The design phase is generally far less time consuming. The only important design elements to tie down are those that affect the project's buzzword compliance. The project must be implemented using trendy technology and some forethought is required as trends may change over the three months it will take to implement. You don't want to be stuck trying to sell something based on a 1999 also-ran like J2EE when all the cool companies have moved on to Ruby-on-Roids.
The only thing set in stone about the implementation phase is that it must take three months. Interestingly nobody really knows how this number came about. Nutritionists speculate that it may be because that is the period that an average programmer can subsist solely on employer provided pizza and soda before critical body systems start shutting down from malnutrition. Fortunately, programmers are no longer required in a waterfall based web project after the implementation phase, so their longer term viability is not important.

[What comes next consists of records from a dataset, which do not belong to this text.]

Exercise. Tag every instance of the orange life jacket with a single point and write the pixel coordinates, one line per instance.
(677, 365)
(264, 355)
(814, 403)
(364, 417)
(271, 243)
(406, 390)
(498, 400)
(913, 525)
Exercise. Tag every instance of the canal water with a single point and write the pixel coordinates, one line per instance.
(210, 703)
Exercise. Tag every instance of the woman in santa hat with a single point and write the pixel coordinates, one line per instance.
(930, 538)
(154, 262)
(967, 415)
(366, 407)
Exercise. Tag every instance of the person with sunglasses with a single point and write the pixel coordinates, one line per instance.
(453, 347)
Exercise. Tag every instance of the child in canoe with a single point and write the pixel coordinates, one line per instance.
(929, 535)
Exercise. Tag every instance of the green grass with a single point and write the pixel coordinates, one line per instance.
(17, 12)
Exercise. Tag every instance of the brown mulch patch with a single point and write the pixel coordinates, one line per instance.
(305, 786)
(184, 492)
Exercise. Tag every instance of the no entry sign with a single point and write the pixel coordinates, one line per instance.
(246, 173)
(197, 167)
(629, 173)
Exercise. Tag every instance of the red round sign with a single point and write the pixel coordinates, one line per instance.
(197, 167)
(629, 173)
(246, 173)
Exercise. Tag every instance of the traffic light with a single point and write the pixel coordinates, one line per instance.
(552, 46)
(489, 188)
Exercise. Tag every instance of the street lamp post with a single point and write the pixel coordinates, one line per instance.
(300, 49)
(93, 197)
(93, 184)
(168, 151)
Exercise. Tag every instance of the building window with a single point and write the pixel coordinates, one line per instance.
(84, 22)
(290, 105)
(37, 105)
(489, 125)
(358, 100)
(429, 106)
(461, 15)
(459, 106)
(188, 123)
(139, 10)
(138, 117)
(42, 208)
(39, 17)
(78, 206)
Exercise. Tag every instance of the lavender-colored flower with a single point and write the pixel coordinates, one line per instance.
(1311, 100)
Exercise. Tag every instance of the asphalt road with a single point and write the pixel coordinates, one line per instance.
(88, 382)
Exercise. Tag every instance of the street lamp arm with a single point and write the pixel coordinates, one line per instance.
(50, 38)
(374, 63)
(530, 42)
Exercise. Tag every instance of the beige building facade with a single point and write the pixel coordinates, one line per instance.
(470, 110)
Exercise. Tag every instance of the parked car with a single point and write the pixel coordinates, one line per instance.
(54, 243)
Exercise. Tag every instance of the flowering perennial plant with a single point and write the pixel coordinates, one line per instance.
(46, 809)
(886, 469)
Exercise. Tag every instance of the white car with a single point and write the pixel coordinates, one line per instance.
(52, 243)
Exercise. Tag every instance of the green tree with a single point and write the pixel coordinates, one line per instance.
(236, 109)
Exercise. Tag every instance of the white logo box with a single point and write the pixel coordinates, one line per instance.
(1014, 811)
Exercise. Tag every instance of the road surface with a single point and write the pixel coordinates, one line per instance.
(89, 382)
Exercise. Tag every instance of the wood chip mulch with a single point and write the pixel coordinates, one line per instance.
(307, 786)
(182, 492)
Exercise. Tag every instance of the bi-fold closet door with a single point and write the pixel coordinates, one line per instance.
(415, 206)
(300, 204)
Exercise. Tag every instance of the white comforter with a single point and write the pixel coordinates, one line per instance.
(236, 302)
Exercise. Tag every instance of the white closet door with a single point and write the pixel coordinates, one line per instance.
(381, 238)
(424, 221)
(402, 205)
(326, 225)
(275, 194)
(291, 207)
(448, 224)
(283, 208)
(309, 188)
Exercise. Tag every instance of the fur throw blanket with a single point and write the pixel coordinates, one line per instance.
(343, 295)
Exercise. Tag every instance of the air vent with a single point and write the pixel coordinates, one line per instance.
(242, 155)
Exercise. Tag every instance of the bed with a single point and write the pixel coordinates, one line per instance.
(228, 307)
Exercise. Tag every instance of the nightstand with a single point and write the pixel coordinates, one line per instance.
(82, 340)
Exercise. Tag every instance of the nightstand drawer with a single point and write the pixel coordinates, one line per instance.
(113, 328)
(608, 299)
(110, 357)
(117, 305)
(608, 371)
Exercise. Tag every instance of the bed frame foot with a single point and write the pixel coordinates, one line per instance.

Verification and testing of web systems works a little differently to most other systems. It has been naively suggested that web application developers simply write 'Beta' at the top of all pages and launch, but it is not quite as simple as that. You also need to generate buzz among alpha-nerds and only let people use your Beta system if they have been invited by a friend. That way, they will feel so special that they will only want to give positive feedback. Positive feedback is all you are interested in as there is little point in gathering defects that you have no intention of correcting before sale.
While a traditional waterfall model ends in a Maintenance phase, a web system instead enters the "Exit Strategy Phase". Essentially, the project must sell to Google or Yahoo! before the whole thing implodes.